Predicting Disease Tracking Probabilities
Two-thirds of the diseases which infect humans are thought to originate from animals. Is it possible to predict where new disease outbreaks may occur in the future? I’m Jim Metzner and this is the Pulse of the Planet. Barbara Han is an infectious disease ecologist at the Cary Institute of Ecosystem Studies.
Han: There are a lot of places in the world where there’s a lot of disease coming out of animals. There are other places in the world where either the animals just don’t carry the diseases or we don’t have as many mosquito species that can transmit these infections, or the stars are not aligning for disease outbreaks to happen in some places compared to others. I want to know what is it about those places where humans are experiencing the worst outbreaks, the most frequent outbreaks, the worst kinds of diseases. What is it about those regions that distinguish them from everywhere else? Is there something we can do about it?
Barbara Han and her team are developing an algorithm that looks at the data that scientists have gathered about potential disease-carrying animals. The algorithm comes up with probabilities, just like the software that monitors trends in our behavior online.
Han: If you listen to something like Spotify or Pandora, it starts to learn your preferences. If you’re watching Netflix, it starts to learn the properties of the movies that you watch. In the same way, you can train a machine-learning algorithm to recognize the species that carry diseases and what distinguishes those species from those that don’t.

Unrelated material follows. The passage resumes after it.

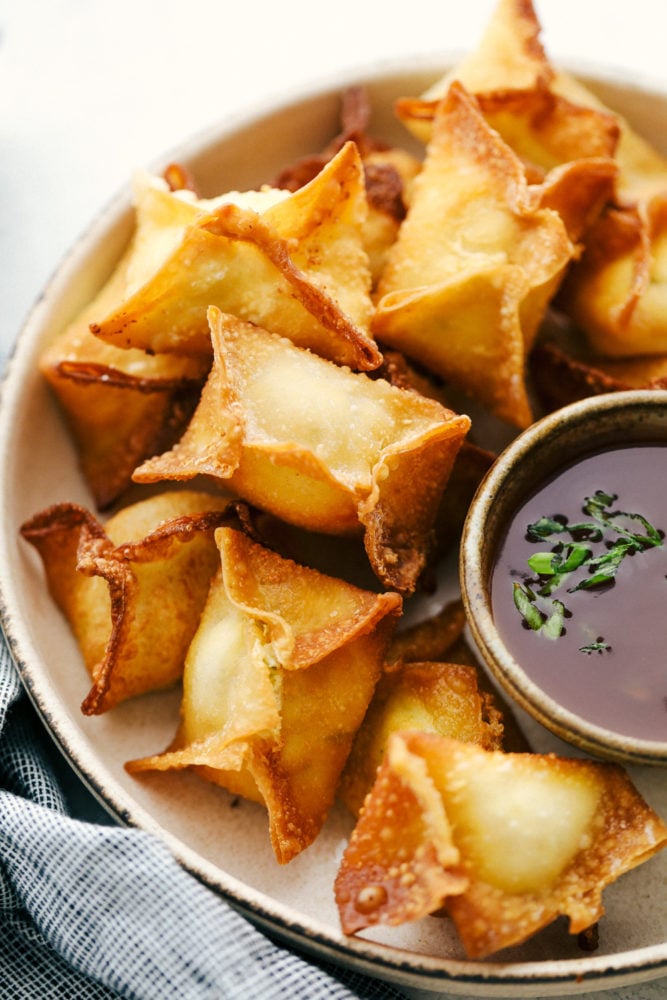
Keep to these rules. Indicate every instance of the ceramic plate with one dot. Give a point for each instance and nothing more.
(225, 843)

For example, there are over two thousand species of rodents out there. The machine learning algorithm was able to recognize this pattern of a fast living animal that is able to out run the risk of being knocked out by an infectious disease just by simply having more and more babies.
Knowing where and when a disease might break out enables scientists to develop strategies for prevention. I’m Jim Metzner and this is the Pulse of the Planet.